In essence, the policy means the market isn’t properly pricing risk, making it harder to invest, she said.
Erdoes, along with a handful of other executives, is considered a possible successor to Chief Executive Officer Jamie Dimon. She was hired in 1996 to head fixed-income investing for wealthy individuals, foundations and endowments, becoming CEO of the private bank in 2005 and the chief of what is now asset and wealth management in 2009.
Years of easy-money policies helped drive down the cost of financing in Europe. That helped the region’s investment-grade corporate-credit market swell 45 percent in the last three years to about 1.5 trillion euros ($1.75 trillion).
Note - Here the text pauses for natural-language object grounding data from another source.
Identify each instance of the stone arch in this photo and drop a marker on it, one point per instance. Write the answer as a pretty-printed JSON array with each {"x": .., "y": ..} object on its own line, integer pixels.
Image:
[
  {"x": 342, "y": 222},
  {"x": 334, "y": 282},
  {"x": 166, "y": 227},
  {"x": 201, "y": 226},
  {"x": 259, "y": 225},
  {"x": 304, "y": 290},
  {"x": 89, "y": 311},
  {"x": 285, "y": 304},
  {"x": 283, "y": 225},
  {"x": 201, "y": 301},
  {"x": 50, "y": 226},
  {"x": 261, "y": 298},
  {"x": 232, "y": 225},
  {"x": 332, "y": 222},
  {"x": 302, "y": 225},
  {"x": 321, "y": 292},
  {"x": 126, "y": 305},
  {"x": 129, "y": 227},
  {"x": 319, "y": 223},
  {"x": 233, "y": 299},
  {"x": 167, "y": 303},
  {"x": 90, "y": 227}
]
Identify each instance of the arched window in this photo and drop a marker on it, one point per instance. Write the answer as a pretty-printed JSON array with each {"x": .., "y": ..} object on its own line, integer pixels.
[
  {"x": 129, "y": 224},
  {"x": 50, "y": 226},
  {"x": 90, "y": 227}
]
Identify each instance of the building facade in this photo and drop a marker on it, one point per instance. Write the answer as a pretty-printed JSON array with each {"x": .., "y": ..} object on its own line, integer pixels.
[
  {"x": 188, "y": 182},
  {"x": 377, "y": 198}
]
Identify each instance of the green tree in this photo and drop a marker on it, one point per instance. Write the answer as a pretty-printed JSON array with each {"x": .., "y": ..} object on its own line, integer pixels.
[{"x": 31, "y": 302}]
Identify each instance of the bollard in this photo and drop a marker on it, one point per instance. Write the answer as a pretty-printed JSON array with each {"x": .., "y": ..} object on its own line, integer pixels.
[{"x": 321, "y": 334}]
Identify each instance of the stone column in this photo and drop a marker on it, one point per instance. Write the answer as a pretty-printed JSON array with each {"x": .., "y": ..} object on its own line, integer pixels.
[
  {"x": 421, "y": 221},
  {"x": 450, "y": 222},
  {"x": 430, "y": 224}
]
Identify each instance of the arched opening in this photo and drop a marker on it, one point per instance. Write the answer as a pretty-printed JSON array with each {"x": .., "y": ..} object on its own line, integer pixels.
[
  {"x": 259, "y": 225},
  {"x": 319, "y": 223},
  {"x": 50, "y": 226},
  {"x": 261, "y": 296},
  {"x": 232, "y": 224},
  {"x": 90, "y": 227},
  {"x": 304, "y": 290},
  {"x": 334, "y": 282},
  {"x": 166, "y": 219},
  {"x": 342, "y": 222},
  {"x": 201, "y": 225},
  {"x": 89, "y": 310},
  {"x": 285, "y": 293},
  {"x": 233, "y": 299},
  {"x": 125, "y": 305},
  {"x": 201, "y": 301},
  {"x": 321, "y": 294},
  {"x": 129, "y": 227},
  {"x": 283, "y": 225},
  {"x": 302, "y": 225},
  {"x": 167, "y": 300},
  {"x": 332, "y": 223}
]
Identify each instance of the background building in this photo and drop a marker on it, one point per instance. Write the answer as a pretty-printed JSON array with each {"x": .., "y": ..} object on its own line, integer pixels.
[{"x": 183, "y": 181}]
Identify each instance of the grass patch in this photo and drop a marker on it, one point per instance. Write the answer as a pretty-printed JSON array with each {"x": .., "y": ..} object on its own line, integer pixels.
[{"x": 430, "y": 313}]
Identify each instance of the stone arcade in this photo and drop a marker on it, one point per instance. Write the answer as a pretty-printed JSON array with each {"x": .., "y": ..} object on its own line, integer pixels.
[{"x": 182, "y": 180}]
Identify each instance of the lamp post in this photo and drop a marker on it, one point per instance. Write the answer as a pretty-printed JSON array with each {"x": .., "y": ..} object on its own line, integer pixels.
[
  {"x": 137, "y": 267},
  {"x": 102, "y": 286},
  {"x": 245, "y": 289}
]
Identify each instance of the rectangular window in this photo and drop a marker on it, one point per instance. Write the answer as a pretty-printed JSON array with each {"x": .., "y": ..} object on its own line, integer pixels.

ECB officials have signaled that they’re comfortable with investor expectations for bond purchases to be phased out by the end of the year or so.
The concern is that the ECB’s bond buying has created artificial demand for debt of companies that otherwise wouldn’t have stayed afloat. They may struggle once the central bank stops supporting borrowing costs, Erdoes said.
“You could have a bunch of walking-zombie companies and you don’t even know it,” she said.
JPMorgan’s wealth-management division posted a profit of $755 million in the second quarter, a 21 percent increase from a year earlier. Assets under management expanded to $2 trillion as markets rose and clients put money into long-term products.